Appendix D – How to Run NCCL Tests Using Autoconfigured IPv6 Address
To run a model or NCCL test using a global IPv6 addresses assigned either statically or automatically via SLAAC the value of the NCCL_IB_GID_INDEX variable must be adjusted.
Starting with NCCL 2.21, the GID index no longer needs to be specified manually. It is automatically handled based on the NCCL_SOCKET_FAMILY setting. If NCCL_SOCKET_FAMILY is set to AF_INET6 and IPv6 connectivity between hosts is in place, RoCEv2 traffic over IPv6 should work as expected.

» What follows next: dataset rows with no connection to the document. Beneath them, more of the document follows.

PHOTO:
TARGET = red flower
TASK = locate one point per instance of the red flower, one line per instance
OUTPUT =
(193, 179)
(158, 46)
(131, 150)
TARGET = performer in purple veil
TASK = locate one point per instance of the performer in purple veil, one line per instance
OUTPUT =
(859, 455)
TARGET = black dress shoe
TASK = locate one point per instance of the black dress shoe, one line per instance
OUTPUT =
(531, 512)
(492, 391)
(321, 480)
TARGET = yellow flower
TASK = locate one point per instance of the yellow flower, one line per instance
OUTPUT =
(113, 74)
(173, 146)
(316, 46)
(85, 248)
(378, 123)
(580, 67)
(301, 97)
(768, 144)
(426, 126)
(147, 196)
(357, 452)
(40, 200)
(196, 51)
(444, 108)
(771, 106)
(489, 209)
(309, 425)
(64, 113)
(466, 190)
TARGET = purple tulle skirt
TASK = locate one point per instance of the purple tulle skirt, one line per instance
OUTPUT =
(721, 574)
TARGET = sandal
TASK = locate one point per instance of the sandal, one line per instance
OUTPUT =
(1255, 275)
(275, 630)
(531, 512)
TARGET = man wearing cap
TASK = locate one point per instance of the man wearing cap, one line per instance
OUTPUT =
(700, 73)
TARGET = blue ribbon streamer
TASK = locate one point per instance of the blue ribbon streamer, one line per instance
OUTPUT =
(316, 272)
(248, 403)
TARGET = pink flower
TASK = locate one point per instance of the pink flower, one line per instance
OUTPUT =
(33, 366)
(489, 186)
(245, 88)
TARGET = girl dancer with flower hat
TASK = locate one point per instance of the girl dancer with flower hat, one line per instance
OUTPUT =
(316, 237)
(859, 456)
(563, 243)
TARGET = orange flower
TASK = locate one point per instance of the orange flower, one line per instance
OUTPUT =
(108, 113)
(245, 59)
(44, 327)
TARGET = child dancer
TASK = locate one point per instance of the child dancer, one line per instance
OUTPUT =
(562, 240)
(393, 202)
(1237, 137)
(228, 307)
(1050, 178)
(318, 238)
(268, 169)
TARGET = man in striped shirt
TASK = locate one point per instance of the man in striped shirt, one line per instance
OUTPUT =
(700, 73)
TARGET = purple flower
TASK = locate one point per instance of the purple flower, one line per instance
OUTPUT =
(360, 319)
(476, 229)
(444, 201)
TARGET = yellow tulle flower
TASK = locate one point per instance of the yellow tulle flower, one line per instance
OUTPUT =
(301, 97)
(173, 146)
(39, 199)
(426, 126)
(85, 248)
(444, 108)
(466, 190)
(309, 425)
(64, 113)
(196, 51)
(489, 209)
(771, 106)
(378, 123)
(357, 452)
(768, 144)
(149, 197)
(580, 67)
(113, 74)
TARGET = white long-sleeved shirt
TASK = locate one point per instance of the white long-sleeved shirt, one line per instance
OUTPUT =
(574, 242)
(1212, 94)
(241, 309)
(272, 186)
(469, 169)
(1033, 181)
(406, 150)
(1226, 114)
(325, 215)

The NCCL_IB_GID_INDEX variable defines the Global ID index used by RoCE (RDMA) communication. The default value is -1, which means that NCCL will automatically select the correct GID index based on the active link layer of the InfiniBand device. If the link layer is Ethernet (RoCE), NCCL will use the GID index that returns a GID with RoCE v2 support (usually GID index 3, depending on driver/firmware).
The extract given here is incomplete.